Why is stall reason metric calculated based on issue active cycles? Doesn’t that make the unit “warp/cycle”, which is not aligned with unit “cycle/inst” of “Warp Cycles Per Issued Instruction” ?
Is this calculation related to the equality between inst_issued and issue_cycle metrics?
So I’m confused about why the X-axis of the histogram does not show cycle per instruction, while the corresponding stall reason metric is actually warp per cycle?
The metric you have circled in red is a ratio. It is calculated as the number of warps stalled per cycle in this state times the total number of cycles. And then, since we don’t issue on every cycle we need to divide by the total number of cycles where an instruction was issued. This gives us the average amount of cycles a warp spends in this state per issued instruction. You could also label the x-axis “Cycles per Issued Instruction” but we use “Cycles per Instruction” for brevity.

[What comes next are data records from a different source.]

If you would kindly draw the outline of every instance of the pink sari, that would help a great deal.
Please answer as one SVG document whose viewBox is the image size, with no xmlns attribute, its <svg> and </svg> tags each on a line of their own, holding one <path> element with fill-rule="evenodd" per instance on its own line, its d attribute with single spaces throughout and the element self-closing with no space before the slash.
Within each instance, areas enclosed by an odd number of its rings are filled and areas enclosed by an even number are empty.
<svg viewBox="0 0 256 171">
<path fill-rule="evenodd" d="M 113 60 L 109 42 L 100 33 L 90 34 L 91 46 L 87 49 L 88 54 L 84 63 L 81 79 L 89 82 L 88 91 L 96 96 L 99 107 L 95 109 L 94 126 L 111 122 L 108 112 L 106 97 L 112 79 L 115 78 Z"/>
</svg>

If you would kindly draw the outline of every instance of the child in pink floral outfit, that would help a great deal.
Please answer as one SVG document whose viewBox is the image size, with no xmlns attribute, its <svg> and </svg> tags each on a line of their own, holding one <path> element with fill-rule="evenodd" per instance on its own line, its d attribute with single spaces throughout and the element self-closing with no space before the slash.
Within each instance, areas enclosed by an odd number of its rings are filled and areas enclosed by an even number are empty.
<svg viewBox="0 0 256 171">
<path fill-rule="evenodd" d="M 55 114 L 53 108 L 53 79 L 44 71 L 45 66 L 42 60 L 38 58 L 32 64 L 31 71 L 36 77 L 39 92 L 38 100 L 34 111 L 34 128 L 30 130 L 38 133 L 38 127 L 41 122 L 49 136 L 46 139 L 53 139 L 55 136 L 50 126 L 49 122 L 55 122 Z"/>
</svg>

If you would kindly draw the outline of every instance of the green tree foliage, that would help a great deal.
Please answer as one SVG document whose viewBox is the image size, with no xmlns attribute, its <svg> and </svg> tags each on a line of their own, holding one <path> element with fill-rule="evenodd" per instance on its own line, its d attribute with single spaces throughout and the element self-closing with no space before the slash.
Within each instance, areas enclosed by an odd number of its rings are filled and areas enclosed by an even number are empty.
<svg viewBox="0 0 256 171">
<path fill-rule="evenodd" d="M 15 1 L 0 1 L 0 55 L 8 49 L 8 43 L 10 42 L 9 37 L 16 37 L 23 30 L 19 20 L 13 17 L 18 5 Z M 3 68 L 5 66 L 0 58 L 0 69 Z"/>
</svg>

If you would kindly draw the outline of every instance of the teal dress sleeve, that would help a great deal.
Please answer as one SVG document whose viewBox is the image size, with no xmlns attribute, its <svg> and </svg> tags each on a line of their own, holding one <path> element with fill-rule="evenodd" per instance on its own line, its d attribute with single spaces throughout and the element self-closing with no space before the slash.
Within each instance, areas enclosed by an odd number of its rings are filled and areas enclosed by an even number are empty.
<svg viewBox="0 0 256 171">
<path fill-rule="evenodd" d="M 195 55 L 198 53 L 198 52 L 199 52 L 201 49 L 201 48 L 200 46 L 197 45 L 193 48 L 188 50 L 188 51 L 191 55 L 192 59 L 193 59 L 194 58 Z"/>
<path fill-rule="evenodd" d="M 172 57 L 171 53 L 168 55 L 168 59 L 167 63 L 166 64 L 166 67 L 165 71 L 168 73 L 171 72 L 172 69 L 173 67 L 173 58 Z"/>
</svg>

I have another question that I don’t quite understand. Why are inst_issued and issue_cycle metrics the same? Isn’t this a multiple issue situation?
CC 2.x (Fermi) - CC 6.x (Pascal) supported dual-issue of instructions per SM sub-partition warp scheduler (SMSP).
CC 7.0 (Volta) - CC 9.0 (Hopper) support single-issue of instructions per SM sub-partition warp scheduler (SMSP).
For dual-issue architectures smsp__inst_issued.avg can be up to 2 x smsp__issue_active.avg. For single-issue architectures the counters will output the same value.
Warps report stall reasons per cycle. For normalization the tools use cycles that a warp issued and instruction vs. instructions issued or executed. Both can be interesting. For CC 7.0 - 9.0 the ratio of issue_active and inst_executed is 1.0 in most cases; however, there are some small cases where more instructions are issued than executed (retired).
Thank you very much. I don’t have any other questions.
This topic was automatically closed 14 days after the last reply. New replies are no longer allowed.